Lena Westerlund is the head economist at the LO federation of unions.
"The government has a low ambition as regards fighting unemployment. The government's own prognosis is of an unemployment level of 8 per cent next year and it will be sinking very slowly in 2012.
With regards to the strong state of government finances it is the government's duty to do more to tackle unemployment."
She also adds that the budget suffers from a false description - that the centre-right Alliance has taken the social democratic slogan 'full employment' and is using it to mean something very different.
Meanwhile the social democrat's economy spokesman, Thomas Östros, says that the government is not doing enough to support social services.
"Last year employment in the local authorities' health and care services sank significantly, and this continues this year. And we see also that the government is not taking initiative in helping those left outside the sickness and unemployment insurance systems - and it's a shame that the government is not taking advantage of the economic upturn in order to strengthen social security."
The Left party and the greens also took the opportunity to raise the plight of those who have been hurt by changes in the social security system.

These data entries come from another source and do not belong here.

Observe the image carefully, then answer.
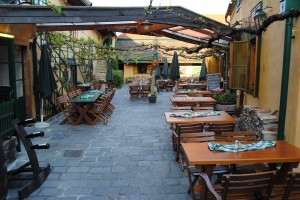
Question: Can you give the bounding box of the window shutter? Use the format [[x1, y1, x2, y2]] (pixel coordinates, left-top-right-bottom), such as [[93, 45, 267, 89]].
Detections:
[[147, 65, 151, 74], [229, 41, 249, 90], [132, 66, 138, 74]]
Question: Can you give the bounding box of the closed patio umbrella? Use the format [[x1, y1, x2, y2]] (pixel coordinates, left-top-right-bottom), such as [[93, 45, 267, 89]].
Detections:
[[35, 44, 57, 128], [170, 51, 180, 80], [106, 59, 113, 88], [162, 58, 169, 79], [150, 51, 161, 79], [199, 58, 207, 81]]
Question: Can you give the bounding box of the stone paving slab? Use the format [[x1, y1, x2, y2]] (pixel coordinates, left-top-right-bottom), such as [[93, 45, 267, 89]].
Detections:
[[8, 85, 191, 200]]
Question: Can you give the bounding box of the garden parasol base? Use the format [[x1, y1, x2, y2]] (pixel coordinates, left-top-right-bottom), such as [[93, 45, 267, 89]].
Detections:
[[34, 122, 49, 128]]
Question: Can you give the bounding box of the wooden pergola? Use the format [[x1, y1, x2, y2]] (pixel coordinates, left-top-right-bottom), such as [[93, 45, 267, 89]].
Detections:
[[0, 5, 231, 47]]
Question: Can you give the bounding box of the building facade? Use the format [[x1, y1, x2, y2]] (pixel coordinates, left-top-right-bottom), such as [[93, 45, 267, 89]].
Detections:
[[226, 0, 300, 147]]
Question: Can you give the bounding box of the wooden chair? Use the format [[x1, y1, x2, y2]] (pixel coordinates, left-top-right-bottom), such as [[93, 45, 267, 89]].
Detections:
[[172, 123, 204, 161], [129, 85, 140, 101], [75, 88, 82, 96], [68, 83, 77, 92], [67, 91, 77, 99], [88, 98, 108, 125], [193, 171, 276, 200], [57, 96, 78, 125], [222, 131, 269, 173], [167, 80, 175, 91], [208, 122, 235, 134], [181, 132, 231, 199], [179, 132, 220, 170]]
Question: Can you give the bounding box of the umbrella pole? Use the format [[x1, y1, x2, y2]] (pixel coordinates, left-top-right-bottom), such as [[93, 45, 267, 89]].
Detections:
[[40, 98, 44, 122], [34, 98, 49, 128]]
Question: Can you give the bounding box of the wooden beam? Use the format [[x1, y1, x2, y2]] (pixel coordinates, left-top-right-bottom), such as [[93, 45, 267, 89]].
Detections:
[[137, 20, 174, 35], [37, 23, 137, 32]]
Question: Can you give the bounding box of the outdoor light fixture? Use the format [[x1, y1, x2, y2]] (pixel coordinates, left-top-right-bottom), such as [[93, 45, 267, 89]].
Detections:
[[253, 8, 267, 30], [0, 33, 15, 38], [141, 19, 153, 31]]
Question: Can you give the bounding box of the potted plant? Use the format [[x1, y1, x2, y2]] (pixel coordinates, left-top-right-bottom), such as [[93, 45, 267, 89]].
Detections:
[[213, 92, 237, 112], [148, 91, 157, 103]]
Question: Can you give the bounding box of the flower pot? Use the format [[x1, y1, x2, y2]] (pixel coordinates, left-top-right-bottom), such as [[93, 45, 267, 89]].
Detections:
[[148, 96, 156, 103]]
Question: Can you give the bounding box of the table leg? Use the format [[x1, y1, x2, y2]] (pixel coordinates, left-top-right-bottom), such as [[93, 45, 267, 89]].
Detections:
[[75, 104, 92, 125], [276, 162, 299, 184], [189, 164, 216, 199]]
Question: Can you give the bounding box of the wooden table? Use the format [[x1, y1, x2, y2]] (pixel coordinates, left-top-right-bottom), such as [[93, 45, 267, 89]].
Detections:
[[165, 111, 237, 124], [182, 141, 300, 183], [70, 90, 103, 125], [178, 83, 207, 89], [176, 90, 213, 95], [170, 96, 216, 105], [77, 83, 92, 92]]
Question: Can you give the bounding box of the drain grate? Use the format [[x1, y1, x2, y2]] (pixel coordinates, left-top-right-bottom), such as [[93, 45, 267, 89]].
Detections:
[[64, 150, 83, 157]]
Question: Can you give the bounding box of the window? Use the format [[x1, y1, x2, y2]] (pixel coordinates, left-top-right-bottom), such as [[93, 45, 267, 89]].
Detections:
[[229, 38, 257, 96], [137, 63, 147, 74], [133, 63, 150, 74], [235, 0, 242, 12], [250, 2, 262, 28]]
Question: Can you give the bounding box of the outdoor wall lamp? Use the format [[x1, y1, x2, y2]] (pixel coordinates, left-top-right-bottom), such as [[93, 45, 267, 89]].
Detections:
[[0, 33, 15, 38], [253, 8, 267, 30], [141, 19, 153, 31]]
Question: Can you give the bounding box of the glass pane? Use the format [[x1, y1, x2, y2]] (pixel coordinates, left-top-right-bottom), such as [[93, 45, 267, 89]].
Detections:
[[16, 63, 23, 80], [17, 80, 24, 98], [0, 46, 8, 62], [0, 63, 9, 86], [15, 45, 22, 62]]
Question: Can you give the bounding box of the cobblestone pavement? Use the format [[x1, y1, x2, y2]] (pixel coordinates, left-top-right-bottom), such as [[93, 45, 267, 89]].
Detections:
[[8, 85, 191, 200]]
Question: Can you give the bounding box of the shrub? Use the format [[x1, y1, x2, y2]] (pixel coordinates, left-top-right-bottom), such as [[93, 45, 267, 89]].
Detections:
[[112, 70, 124, 88]]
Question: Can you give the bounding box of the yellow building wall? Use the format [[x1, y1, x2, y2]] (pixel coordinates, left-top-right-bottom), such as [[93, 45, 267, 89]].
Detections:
[[230, 0, 300, 147], [285, 17, 300, 147]]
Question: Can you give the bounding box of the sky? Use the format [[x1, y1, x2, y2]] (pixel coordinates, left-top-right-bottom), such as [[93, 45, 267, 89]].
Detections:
[[89, 0, 231, 15]]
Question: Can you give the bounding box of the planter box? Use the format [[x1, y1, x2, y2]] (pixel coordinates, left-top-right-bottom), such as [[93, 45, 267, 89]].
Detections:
[[148, 96, 156, 103]]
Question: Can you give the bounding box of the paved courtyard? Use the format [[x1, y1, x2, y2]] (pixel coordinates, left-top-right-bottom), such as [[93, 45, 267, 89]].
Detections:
[[8, 85, 191, 200]]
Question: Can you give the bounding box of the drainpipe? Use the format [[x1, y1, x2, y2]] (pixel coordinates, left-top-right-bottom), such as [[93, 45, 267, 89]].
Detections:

Meanwhile the spokesman for the Sweden Democrats - Jonny Skallin - said that the economy would benefit from reduced immigration, and also criticised the Alliance's employment regulation reforms.
"Social cohesion and public security have been further damaged by the reduction in how much unemployment insurance pays out to an unreasonably low level, while at the same time pensioners are being hit by costs in the form of a separate tax credit system."
And the president of the the Swedish Fiscal Policy Council, professor Lars Calmfors, says that the budget doesn't have that many measures that will actually help boost jobs.
"This is not so strange - since the government carried through major employment market reforms during its last term - and then Sweden found itself in a deep recession and then the reforms weren't that effective. But it is reasonable to expect that there will be a pretty big change now, and that these reforms should stort to work better."
But, realistically full employment is not on the horizon. The government hope to succeed in getting more people into jobs, so that by 2014 they can fight the next election with unemployment at 6 per cent, rather than 8.4 today.
The Alliance have won two elections on the back of promises to get Swedes working. With this budget they will have to show that they can deliver on these promises.